To allow authenticated remote reloads:

[gateway]
allow_remote_admin = true    # off by default
require_pairing = true        # required for remote reload (also the default)

With this enabled, a non-loopback caller may hit /admin/reload only if it also passes pairing authentication (Authorization: Bearer <token>). Loopback callers (the local CLI) are always allowed and need no token. /admin/shutdown and the pairing-code endpoints remain localhost-only regardless of this flag.
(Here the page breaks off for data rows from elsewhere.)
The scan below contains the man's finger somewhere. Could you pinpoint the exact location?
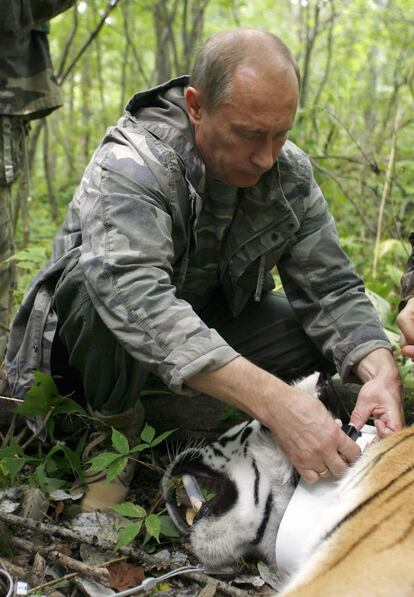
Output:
[296,467,321,483]
[338,430,361,464]
[401,344,414,359]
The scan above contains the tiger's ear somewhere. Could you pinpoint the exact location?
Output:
[293,371,322,398]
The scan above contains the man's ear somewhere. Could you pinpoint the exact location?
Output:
[185,86,201,125]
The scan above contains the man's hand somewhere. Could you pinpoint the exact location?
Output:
[267,387,361,483]
[350,348,404,437]
[187,357,360,482]
[397,297,414,361]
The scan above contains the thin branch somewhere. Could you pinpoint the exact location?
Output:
[22,406,54,450]
[311,159,374,232]
[59,0,120,85]
[372,108,402,279]
[56,1,79,81]
[326,110,381,174]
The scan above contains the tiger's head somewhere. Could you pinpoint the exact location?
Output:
[162,373,320,567]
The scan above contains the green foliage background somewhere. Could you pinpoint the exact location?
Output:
[12,0,414,344]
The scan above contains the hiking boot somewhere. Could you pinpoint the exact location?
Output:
[76,402,144,512]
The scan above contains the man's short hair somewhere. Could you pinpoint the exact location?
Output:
[190,27,300,110]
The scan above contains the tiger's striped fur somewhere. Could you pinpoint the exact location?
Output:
[281,427,414,597]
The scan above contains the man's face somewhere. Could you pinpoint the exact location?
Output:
[186,65,298,187]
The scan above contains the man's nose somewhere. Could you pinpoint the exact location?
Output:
[252,141,280,171]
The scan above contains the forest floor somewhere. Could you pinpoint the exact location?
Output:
[0,378,414,597]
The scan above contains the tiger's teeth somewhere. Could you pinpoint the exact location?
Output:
[190,497,203,513]
[185,508,197,527]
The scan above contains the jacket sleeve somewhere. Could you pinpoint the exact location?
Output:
[399,232,414,310]
[79,128,238,394]
[279,172,392,380]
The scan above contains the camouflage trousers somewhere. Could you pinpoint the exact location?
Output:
[51,266,335,415]
[0,115,25,362]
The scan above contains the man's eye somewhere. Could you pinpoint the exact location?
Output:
[240,131,258,139]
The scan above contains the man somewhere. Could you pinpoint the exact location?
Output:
[397,233,414,360]
[4,29,403,507]
[0,0,75,363]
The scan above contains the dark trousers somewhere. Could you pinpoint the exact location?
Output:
[52,266,334,415]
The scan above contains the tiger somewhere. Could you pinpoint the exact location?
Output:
[162,374,414,597]
[161,372,320,568]
[279,426,414,597]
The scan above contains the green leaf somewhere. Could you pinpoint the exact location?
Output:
[150,429,177,448]
[16,371,59,417]
[112,427,129,456]
[145,514,161,543]
[1,456,27,484]
[89,452,120,473]
[113,502,147,518]
[141,424,155,444]
[129,444,151,454]
[106,456,128,481]
[115,520,142,551]
[158,515,182,539]
[47,442,82,477]
[0,438,24,458]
Because remote access is enforced through pairing, allow_remote_admin has no effect unless require_pairing is also on: if pairing is disabled, a remote caller cannot be authenticated, so the request is rejected with 403 Forbidden rather than allowed anonymously. This makes it impossible to expose an unauthenticated remote reload by flipping a single flag.
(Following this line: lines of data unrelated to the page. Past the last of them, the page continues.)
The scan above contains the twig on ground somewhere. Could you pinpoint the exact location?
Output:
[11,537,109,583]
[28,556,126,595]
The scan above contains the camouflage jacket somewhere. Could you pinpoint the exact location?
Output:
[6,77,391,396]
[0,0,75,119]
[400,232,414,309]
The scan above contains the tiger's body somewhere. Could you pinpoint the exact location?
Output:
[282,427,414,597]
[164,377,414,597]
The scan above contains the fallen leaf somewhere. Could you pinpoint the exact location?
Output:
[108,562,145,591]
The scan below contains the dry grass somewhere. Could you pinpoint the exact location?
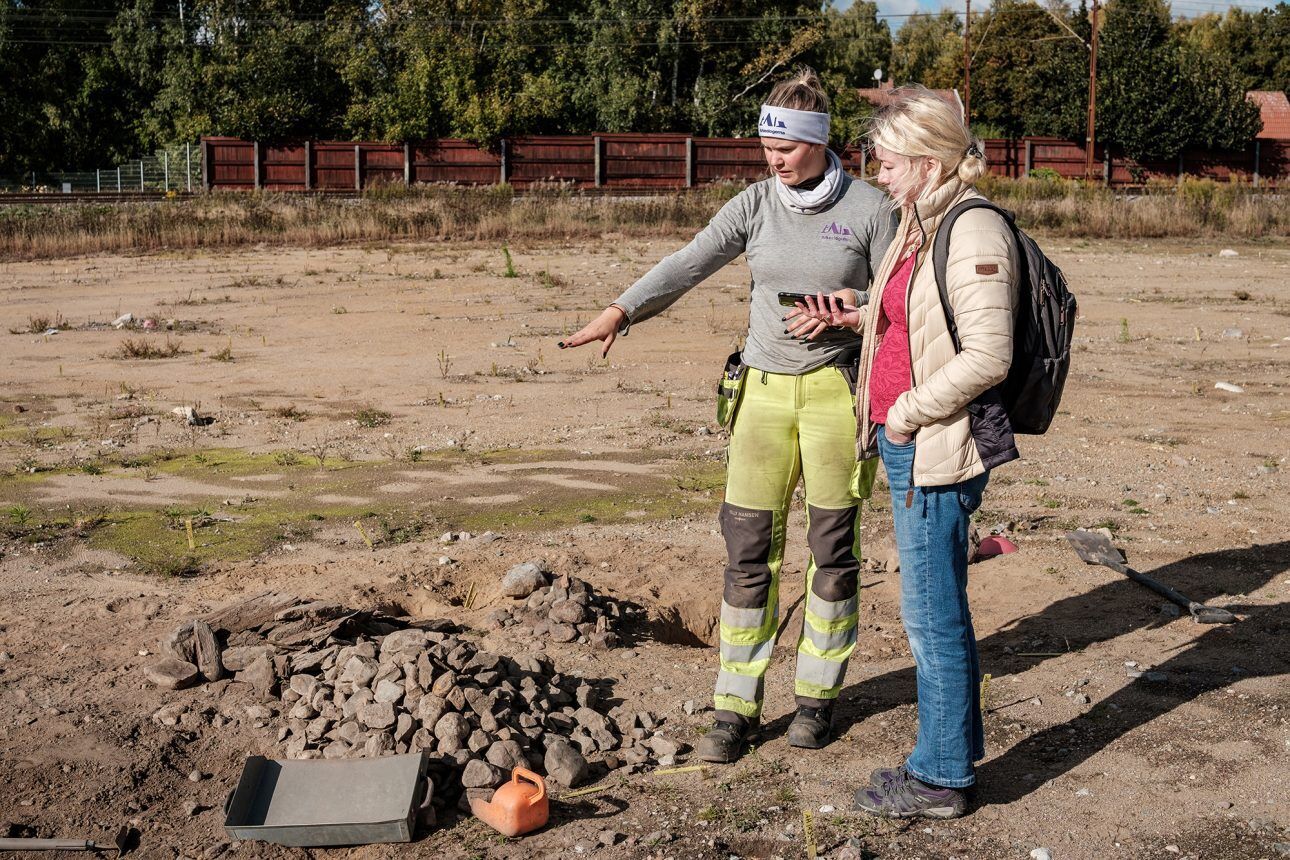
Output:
[112,337,184,358]
[0,172,1290,259]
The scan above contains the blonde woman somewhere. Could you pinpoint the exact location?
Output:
[562,70,894,762]
[791,86,1020,817]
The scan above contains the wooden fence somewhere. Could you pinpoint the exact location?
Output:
[201,134,1290,192]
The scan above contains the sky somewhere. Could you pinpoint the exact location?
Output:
[835,0,1276,16]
Safety: leave allow_remote_admin off unless you specifically need to reload from another host. Keep require_pairing = true (the default) so reloads can’t be triggered anonymously.

Raspberry Pi deployment

Prerequisites

  • Raspberry Pi 3/4/5 (or similar SBC) with Raspberry Pi OS or Alpine
  • Network connectivity (WiFi or Ethernet)
  • Optional: USB peripherals for hardware integration

Install

Clone and run the installer. With no flags it drops into an interactive picker where you choose the build type and which features to compile in, including the hardware features for GPIO/I2C/SPI. On the Pi it also uses the Pi-tuned cargo profiles; see Raspberry Pi setup for swap setup and the per-model build matrix.

Raspberry Pi OS

git clone https://github.com/zeroclaw-labs/zeroclaw.git
cd zeroclaw
./install.sh

Alpine

apk add curl rust cargo openssl-dev pkgconf git
git clone https://github.com/zeroclaw-labs/zeroclaw.git
cd zeroclaw
./install.sh

Grants access to GPIO, I2C, SPI via rppal when you pick the hardware features. The stock service unit already adds the user to the gpio, spi, i2c groups.

Checklist

  • Install the binary (./install.sh, pick your features in the picker)
  • Run zeroclaw quickstart
  • Configure your channels. Telegram needs no port; webhooks need a tunnel
  • Install the service: zeroclaw service install && zeroclaw service start
  • For LAN access: set [gateway] host = "0.0.0.0" + allow_public_bind = true
  • For webhooks: configure [tunnel] with a provider

Alpine Linux (OpenRC)

OpenRC services run system-wide. Install as root:

sh

sudo zeroclaw service install

Creates:

  • /etc/init.d/zeroclaw: init script
  • /etc/zeroclaw/: config directory
  • /var/log/zeroclaw/: log files

Enable and start:

sh

sudo rc-update add zeroclaw default
sudo rc-service zeroclaw start
sudo rc-service zeroclaw status

Logs:

sh

sudo tail -f /var/log/zeroclaw/error.log

OpenRC notes

  • Service runs as zeroclaw:zeroclaw (least privilege)
  • System-wide only: no user-level OpenRC services
  • All service operations need sudo

Telegram polling caveat

Telegram Bot API’s getUpdates is single-poller per bot token. You cannot run two instances with the same token; the second gets Conflict: terminated by other getUpdates request.

If you see this:

  1. ps aux | grep zeroclaw and confirm only one daemon is running

  2. Check you don’t have cargo run --bin zeroclaw -- channel start telegram from a dev session hanging around

  3. If stale, reset Telegram’s poll session:

    sh

    curl -X POST "https://api.telegram.org/bot$TOKEN/close"
    

Exposing webhooks safely

A publicly-reachable webhook URL is attack surface. At minimum:

  • HMAC signature verification: secret configured on each webhook channel
  • Source IP allowlist where the service has fixed egress IPs (GitHub, AWS SNS)
  • Rate limiting: rate_limit_per_sec in the webhook channel config

See Channels → Webhooks for the full set of knobs.